So sadly, soggily true
Going to a school in a town known to the rest of the world only for its extraordinarily high rainfall, I hear you sister. I most especially empathise with the desperate hope that the rain would cancel sport: Saturday morning sport, Wednesday afternoon sport, and any time PE was scheduled sport. I hated 'em all.
But perhaps even more vivid in my school memories was the heaven of going back in Term 3 (none of these fancy four term years in my day) and finding that it was September, and Spring, and there were daffodils and pale new green leaves. There would always be a breeze blowing on that first day back and it wasn't quite warm, but it felt like cool water on your skin - so different from the Term 2 gales that sent the rain sideways into the corridors and wet your bags on the bench outside the classroom.
I share the wet uniform smell of school winters.

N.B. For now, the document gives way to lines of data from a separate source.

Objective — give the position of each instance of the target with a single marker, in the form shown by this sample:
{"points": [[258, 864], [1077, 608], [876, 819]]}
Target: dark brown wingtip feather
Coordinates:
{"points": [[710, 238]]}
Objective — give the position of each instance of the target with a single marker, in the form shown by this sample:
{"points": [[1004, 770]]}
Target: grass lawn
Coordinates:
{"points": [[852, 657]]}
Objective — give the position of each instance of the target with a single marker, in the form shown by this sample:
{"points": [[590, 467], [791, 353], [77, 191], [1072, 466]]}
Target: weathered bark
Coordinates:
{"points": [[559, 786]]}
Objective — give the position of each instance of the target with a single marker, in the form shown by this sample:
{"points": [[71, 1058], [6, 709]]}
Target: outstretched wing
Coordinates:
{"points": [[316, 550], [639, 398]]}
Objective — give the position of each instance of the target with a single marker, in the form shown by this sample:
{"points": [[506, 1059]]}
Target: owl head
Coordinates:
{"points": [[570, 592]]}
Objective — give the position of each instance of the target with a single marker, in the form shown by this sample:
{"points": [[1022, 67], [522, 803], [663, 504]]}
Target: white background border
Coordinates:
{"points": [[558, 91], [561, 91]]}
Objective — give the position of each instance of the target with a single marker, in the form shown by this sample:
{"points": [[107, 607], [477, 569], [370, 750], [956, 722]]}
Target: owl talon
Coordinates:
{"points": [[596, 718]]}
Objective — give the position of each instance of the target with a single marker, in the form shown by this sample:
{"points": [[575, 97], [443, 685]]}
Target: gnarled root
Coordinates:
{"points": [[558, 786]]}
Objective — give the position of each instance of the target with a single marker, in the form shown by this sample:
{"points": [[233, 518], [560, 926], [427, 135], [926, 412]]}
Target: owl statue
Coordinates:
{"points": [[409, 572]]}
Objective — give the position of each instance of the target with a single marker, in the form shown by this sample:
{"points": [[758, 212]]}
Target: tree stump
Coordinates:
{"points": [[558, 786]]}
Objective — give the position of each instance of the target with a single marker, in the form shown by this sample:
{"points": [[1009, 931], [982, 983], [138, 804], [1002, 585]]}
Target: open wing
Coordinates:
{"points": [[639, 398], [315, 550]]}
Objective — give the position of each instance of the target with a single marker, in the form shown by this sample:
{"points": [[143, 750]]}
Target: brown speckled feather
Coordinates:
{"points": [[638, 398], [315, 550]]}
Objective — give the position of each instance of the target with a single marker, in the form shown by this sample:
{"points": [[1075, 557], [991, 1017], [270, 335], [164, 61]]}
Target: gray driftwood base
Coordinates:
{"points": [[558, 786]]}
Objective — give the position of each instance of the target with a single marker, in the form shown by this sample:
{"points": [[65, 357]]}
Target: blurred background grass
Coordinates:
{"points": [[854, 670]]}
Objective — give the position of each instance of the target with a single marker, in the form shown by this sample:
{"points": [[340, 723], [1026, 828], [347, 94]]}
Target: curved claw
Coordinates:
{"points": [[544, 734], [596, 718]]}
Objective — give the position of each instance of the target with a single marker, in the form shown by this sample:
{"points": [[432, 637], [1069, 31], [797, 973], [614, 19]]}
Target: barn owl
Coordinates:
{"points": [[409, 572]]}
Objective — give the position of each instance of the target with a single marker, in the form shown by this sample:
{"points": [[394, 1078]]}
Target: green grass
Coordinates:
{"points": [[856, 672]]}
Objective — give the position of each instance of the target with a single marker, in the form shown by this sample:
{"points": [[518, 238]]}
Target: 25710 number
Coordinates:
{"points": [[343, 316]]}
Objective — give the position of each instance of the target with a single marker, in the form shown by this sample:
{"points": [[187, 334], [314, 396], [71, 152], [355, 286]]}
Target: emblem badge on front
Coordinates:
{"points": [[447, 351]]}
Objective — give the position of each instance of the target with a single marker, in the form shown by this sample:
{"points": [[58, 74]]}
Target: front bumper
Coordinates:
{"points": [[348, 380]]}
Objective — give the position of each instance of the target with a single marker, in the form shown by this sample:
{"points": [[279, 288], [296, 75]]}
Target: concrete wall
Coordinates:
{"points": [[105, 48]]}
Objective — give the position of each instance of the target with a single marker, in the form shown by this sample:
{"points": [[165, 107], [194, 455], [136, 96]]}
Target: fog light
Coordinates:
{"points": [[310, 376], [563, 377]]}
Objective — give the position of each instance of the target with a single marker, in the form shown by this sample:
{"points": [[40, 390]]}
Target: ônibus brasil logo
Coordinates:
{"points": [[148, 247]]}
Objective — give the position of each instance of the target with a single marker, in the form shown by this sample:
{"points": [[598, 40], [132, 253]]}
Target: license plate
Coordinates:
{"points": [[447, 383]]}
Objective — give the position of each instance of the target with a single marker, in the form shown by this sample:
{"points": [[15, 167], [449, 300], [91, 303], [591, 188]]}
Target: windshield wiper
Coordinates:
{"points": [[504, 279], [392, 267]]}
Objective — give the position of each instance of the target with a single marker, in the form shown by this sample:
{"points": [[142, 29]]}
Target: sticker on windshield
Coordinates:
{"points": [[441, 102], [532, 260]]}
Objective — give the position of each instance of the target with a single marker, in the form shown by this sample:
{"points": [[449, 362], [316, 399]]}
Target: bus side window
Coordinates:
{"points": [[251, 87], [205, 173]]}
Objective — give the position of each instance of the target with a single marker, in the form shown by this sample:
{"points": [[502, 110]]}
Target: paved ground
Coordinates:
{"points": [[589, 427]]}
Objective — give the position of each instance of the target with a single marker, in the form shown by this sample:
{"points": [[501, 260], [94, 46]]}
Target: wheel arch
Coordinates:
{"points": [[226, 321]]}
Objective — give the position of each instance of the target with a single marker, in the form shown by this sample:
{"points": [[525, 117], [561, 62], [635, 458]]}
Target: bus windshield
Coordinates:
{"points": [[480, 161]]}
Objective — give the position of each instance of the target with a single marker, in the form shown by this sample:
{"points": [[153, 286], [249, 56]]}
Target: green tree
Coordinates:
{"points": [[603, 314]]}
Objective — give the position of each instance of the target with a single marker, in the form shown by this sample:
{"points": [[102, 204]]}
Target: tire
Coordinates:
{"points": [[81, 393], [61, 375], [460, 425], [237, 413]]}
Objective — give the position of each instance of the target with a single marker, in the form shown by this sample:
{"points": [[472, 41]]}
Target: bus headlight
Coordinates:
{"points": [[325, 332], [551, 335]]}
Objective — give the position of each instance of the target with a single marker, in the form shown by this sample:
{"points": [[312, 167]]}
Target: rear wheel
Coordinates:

In spring it was more like fresh earth; nothing had been dug, but the thick red volcanic earth had been pounded for months with heavy rains and it still let off a smell as it healed under the spring grass.
The best smell of all was Day One, Term One: nothing inspires a fresh start like the smell of an entire football field of freshly mown grass.
None of the above schmaltzy sentiment should be taken as any kind of endorsement for growing up in a small country town with an under-resourced high school and a disproportionate number of students able to show two left thumbs and only one set of grandparents.